WT 138: Can You Help Me Navigate The Grandparents?

by Karen Stubbs | Birds on a Wire | Wire Talk Podcast

Resources Mentioned in this Episode:

Boundaries

The Five Love Languages

 

Question 1: I have a good, but not overly close relationship with my mother-in-law. She is a HUGE help with our kids and I’d love to really honor her this Thanksgiving when we spend time at my in-laws. Do you have any daughter-in-law tips to share?

 Karen’s Answer: Great question and I love your heart! ☺ I know one way that I as a mother in law am always honored is when the in law, or my children, ask me if they can help me in anyway.  There is always so much to do during the holidays, so an extra set of hands is very appreciated. You can also tell your mother in law your thoughts and opinions of her, that she is a great mother in law and how much your children love her.  I don’t know of any person that wouldn’t love to hear those words. Honestly, go through the five love languages and exercise each one of them for your mother in law. Be creative! 

  • Acts of Service- Offer to help with the dinner, do the dishes, set the table, etc.
  • Words of Affirmation- Praise her, thank her, tell what a big part she is in your family and how much you all love her.
  • Physical Touch- Give her a big hug when you arrive and when you leave.
  • Quality Time- Hang out with her a little more than usual, or ask her if she wants to take the kids and spend some quality time with them, with or without you.  Her choice.
  • Gifts- possibly bring her some flowers, cake, basket full of relaxing things for after the holidays.

 

Question 2: My step-daughter recently spent the weekend with my parents (something she does every summer since we don’t have her with us full-time.) Before my parents got her, I explained to them  that she needs to read each day before she is allowed to play games or watch videos on her tablet. After this latest visit I found out that my parents downloaded games for her to play on their own tablet. This bothers us b/c our daughter has been struggling with reading and (more importantly) we feel like our parenting decisions are not being respected. I confronted my parents, and all hell broke loose. They said they never questioned the decisions my grandparents made when I used to stayed with them, and they never left a list of rules for them to follow. My parents are treating me and my husband like children and I feel like I’m between a rock and a hard place. My husband doesn’t want our daughter to stay with them during the summer any more. Help!

Karen’s Answer:  It sounds like your parents are not honoring the boundaries you are setting.  You need to tell them that if they can’t honor your wishes, they will lose the privilege of watching your daughter. It is okay that you do things differently than they do or than your grandparents did. You are different from them and you need to have a tough conversation.

 

 

Question 3: I will be 33 weeks pregnant at Christmas this year with kid #2 and travelling a long way to see my husband’s family over the holidays (we’re in Pennsylvania, they are in Chicago) sounds awful to me. It’s “their year” and my husband really wants to go for the week. Should I just suck it up and go? Or is this worth taking a stand over?

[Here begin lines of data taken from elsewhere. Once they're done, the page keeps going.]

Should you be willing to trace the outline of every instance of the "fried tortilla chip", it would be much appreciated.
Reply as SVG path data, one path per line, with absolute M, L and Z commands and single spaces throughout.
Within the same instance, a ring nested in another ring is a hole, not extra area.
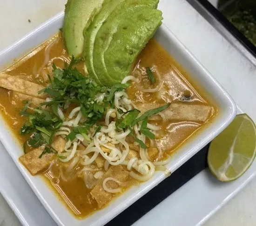
M 24 94 L 24 93 L 20 93 L 19 92 L 16 92 L 16 91 L 13 91 L 12 92 L 11 97 L 14 100 L 17 99 L 21 101 L 30 100 L 32 102 L 32 103 L 37 107 L 40 106 L 40 104 L 41 103 L 43 102 L 45 102 L 45 99 L 35 97 L 34 97 Z
M 66 141 L 63 138 L 58 136 L 54 140 L 52 147 L 59 153 L 61 153 L 65 149 L 66 143 Z M 23 155 L 19 159 L 20 162 L 33 175 L 42 172 L 47 168 L 51 161 L 57 156 L 54 153 L 46 153 L 41 158 L 39 158 L 43 150 L 43 147 L 35 149 Z
M 19 158 L 20 161 L 27 169 L 29 172 L 34 175 L 42 172 L 47 168 L 56 155 L 54 153 L 46 153 L 40 158 L 43 151 L 43 148 L 34 149 Z
M 45 88 L 42 85 L 6 73 L 0 73 L 0 86 L 33 97 L 43 98 L 47 97 L 46 93 L 38 94 L 39 91 Z
M 137 105 L 138 108 L 142 114 L 148 110 L 158 108 L 161 106 L 158 103 L 151 103 Z M 174 103 L 161 114 L 163 118 L 167 120 L 174 120 L 203 123 L 208 118 L 212 110 L 212 107 L 208 105 Z M 153 116 L 149 118 L 150 120 L 157 120 L 160 119 L 160 116 L 159 115 Z

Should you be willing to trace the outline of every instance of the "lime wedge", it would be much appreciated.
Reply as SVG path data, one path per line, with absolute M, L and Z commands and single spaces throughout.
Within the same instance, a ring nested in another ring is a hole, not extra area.
M 246 114 L 235 120 L 211 143 L 207 156 L 210 171 L 221 181 L 237 179 L 256 154 L 256 127 Z

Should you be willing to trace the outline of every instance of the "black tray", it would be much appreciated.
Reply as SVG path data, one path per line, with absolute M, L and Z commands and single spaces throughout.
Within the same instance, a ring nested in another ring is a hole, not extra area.
M 129 226 L 207 167 L 209 145 L 105 226 Z
M 255 58 L 256 58 L 256 47 L 208 0 L 187 0 L 187 1 L 192 6 L 194 6 L 195 1 L 198 2 L 232 34 Z

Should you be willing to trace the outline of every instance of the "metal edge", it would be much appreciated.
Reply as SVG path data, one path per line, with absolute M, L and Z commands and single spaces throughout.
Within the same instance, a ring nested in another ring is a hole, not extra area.
M 256 66 L 255 46 L 208 0 L 186 0 L 232 45 Z

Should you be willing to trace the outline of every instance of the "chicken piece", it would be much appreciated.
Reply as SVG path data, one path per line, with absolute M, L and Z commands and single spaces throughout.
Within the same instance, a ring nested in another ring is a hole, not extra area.
M 139 152 L 135 151 L 135 150 L 133 150 L 132 149 L 130 149 L 129 153 L 126 157 L 126 160 L 129 160 L 134 157 L 136 157 L 138 158 L 140 156 Z
M 40 106 L 41 103 L 45 102 L 45 99 L 35 97 L 19 92 L 16 92 L 16 91 L 13 91 L 12 93 L 12 98 L 13 100 L 19 99 L 23 101 L 30 100 L 37 107 Z
M 58 136 L 54 138 L 52 147 L 59 153 L 61 153 L 65 150 L 67 141 L 61 136 Z
M 105 159 L 101 154 L 99 154 L 95 160 L 95 162 L 96 163 L 96 165 L 97 165 L 97 167 L 98 167 L 99 169 L 104 168 L 105 161 Z
M 136 151 L 140 151 L 140 146 L 138 145 L 135 145 L 133 143 L 129 143 L 129 147 L 130 149 L 135 150 Z
M 39 91 L 45 88 L 42 85 L 3 73 L 0 73 L 0 86 L 40 98 L 45 98 L 47 96 L 46 93 L 38 94 Z
M 54 140 L 52 147 L 59 153 L 61 153 L 65 149 L 66 142 L 63 138 L 61 136 L 58 136 Z M 55 153 L 46 153 L 40 158 L 39 156 L 43 150 L 43 147 L 35 149 L 23 155 L 19 159 L 20 162 L 33 175 L 42 172 L 47 168 L 57 155 Z
M 158 103 L 142 103 L 137 105 L 141 113 L 157 108 L 161 105 Z M 172 103 L 170 106 L 161 112 L 163 118 L 165 120 L 179 120 L 182 121 L 203 123 L 208 118 L 212 111 L 210 106 L 201 104 L 188 104 L 183 103 Z M 160 119 L 159 115 L 150 117 L 150 120 Z
M 129 178 L 129 172 L 120 165 L 112 166 L 100 179 L 90 193 L 92 197 L 96 200 L 99 208 L 102 208 L 107 205 L 115 194 L 106 192 L 103 188 L 102 183 L 108 177 L 112 177 L 121 182 L 127 181 Z M 115 189 L 120 185 L 113 181 L 108 181 L 106 185 L 110 189 Z
M 158 154 L 158 149 L 156 148 L 149 148 L 148 149 L 148 155 L 150 161 L 154 161 Z

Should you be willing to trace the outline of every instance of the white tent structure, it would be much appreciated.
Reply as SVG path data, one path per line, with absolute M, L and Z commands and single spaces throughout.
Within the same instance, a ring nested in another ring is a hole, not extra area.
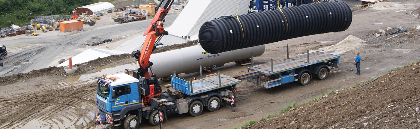
M 119 51 L 89 48 L 84 51 L 80 53 L 74 57 L 72 57 L 71 63 L 73 65 L 87 62 L 98 58 L 103 58 L 108 57 L 113 55 L 120 55 L 124 53 L 131 53 L 129 52 L 124 52 Z M 57 66 L 57 67 L 66 66 L 68 66 L 68 61 L 67 60 Z
M 198 31 L 204 22 L 218 18 L 224 14 L 234 15 L 240 0 L 190 0 L 173 21 L 165 30 L 169 32 L 163 36 L 160 42 L 165 45 L 185 42 L 183 37 L 190 36 L 187 41 L 198 39 Z M 249 3 L 243 1 L 238 14 L 248 13 Z
M 101 2 L 79 7 L 74 11 L 77 11 L 76 13 L 87 13 L 88 14 L 92 15 L 97 12 L 106 12 L 108 10 L 115 10 L 115 6 L 111 3 Z

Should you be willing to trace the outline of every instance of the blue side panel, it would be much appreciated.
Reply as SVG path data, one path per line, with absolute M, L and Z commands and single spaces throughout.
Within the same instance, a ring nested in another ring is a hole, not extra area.
M 172 88 L 182 91 L 184 94 L 189 94 L 189 82 L 171 75 L 171 82 L 172 84 Z
M 287 83 L 294 82 L 294 75 L 284 75 L 281 77 L 281 84 Z

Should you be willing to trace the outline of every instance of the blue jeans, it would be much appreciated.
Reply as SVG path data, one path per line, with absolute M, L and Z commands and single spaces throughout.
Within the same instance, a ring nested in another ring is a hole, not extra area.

 Karen’s Answer: Whew Girl! That does sound like a miserable trip.  Is there anyway your husband’s parents could come visit you? Could you fly? It might be worth the extra money to fly, to shorten your time sitting down. Sometimes your doctor won’t let you travel long trips like this so late in your pregnancy, it might be worth asking! I would talk to your doctor and look up airfares, then present it all to your hubby.  You could get a weighted ball of about 25 lbs, and ask your husband to carry it around all day, before he makes his decision. ☺

 

Question 4: We just had our first kids (twins!) and my mom will be coming to our home several days a week to watch the babies when I go back to work soon. We are SO grateful … and maybe a little nervous about how this could change our relationship with her. I want to establish good boundaries from the very start – any suggestions before we start down this road?

Karen’s Answer: You are SO smart! And it is better to have a conversation before you get started.  Keep in mind, at first she could take it the wrong way, but set it up that you are trying to set you both up for success.  I did this before when Kelsey was coming to live with us this time. I would think about thing that you want and write them down.  For instance, I told Kelsey that I wanted her children to take a bath in their room and not in my room. I had to work BOAW and I could help in the morning and after work but from 9-4 I was working. I made a list of things and we talked through them. Make your list and pick a time where you can talk it all through. Stay calm and loving.